Just completed a particularly violent weeding episode. Once over, I noticed the plum had gone. Later discovered it on the ground being eaten by ants.

Sunday June 15

We have recently acquired three kittens. ’Nicely’, a little black female cat that my neighbour’s Siamese gave birth to. ’Winnie’, a pretty tortoise shell, and ’Nuno’ a grey tabby who appears to be unwell. Acquisition, I am informed, was due to the need for cats on a farm to control the mouse population. Of our existing cats, one dropped dead last year, two look decidedly ropey and the last remaining healthy one, Tomas, seems to spend more time out and about than here.

Despite their stated purpose as ’ratters’, the kittens look to me to be receiving a markedly pampered existence. Choice cat food is spooned out at regular intervals, the bathroom has become their bedroom and the dogs are looking very worried.

Monday June 16

Martyn threw one of his legendary dinner parties today and as usual, events did not run as smoothly as one would hope. Just as the food was about to be served, it became apparent that Nuno was going downhill rapidly. The food was returned to the oven and an emergency dash to the vets took place. Nuno, it appears, has cat flu and weighs only half a kilo. He is now on antibiotics, has even more special food and is treated like royalty.

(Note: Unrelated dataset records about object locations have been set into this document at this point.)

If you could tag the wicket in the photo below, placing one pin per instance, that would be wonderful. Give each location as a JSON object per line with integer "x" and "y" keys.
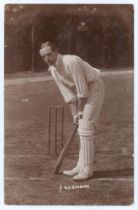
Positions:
{"x": 53, "y": 132}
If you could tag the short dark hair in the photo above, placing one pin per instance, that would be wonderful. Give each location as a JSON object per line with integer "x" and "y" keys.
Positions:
{"x": 50, "y": 44}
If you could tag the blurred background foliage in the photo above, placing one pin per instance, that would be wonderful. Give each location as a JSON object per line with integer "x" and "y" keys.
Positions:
{"x": 100, "y": 34}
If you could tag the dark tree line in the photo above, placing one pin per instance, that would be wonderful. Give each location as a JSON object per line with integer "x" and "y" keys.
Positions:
{"x": 100, "y": 34}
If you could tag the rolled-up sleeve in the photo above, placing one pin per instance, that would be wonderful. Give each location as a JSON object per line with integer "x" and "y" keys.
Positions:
{"x": 76, "y": 70}
{"x": 67, "y": 94}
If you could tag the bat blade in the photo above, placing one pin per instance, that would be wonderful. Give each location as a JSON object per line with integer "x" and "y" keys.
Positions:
{"x": 64, "y": 150}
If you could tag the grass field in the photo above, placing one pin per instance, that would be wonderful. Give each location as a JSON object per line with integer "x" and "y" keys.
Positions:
{"x": 29, "y": 177}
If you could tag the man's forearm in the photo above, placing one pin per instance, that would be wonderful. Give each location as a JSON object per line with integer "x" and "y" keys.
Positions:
{"x": 74, "y": 108}
{"x": 81, "y": 104}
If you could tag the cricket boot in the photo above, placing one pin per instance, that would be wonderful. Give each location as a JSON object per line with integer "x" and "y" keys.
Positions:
{"x": 86, "y": 132}
{"x": 76, "y": 169}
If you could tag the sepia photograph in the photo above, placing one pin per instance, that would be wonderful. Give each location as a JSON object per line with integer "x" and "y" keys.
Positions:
{"x": 68, "y": 104}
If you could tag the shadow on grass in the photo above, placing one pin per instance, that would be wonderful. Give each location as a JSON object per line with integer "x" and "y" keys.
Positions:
{"x": 113, "y": 174}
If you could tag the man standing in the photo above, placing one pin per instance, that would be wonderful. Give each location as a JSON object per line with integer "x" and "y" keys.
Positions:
{"x": 83, "y": 89}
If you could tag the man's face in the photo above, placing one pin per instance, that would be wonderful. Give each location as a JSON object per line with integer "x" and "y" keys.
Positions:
{"x": 49, "y": 56}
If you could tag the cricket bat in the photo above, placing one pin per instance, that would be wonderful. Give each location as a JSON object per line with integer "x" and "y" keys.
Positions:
{"x": 65, "y": 149}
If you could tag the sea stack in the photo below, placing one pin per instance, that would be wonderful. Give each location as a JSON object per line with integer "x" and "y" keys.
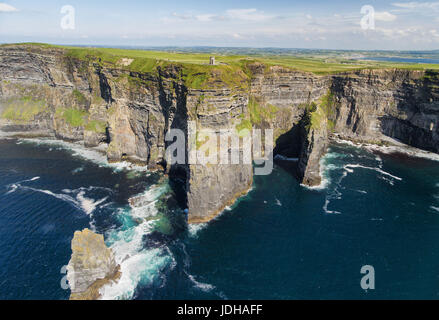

Back from the vets, after having eaten a late lunch, we were taking drinks on the veranda when the next disaster occurred. One dinner party guest, Sean, had taken a stroll away from the house to the east while the rest of us sat chatting.

A small finch landed on cypress close to the house and sang noisily. Ian was commenting on the beauty and tranquillity of our surroundings when he was interrupted by a loud shriek. Sean, still yelling, ran back towards the house in pursuit of Tomas, afore-mentioned cat, who streaked across the veranda with one of our newly acquired turkeys lodged in his mouth. I lunged for Tomas, he dropped the bird, the dogs began snapping and all hell broke loose.

Once the dust and feathers had settled, the startled turkey was returned to the hen house and Tomas was tortured relentlessly with the hose.

Wanted: kind caring home for Tomas, a loving four year old Siamese cat. He would like a home with plenty of poultry available, but this is probably not a wise choice. All enquiries should be emailed to me asap.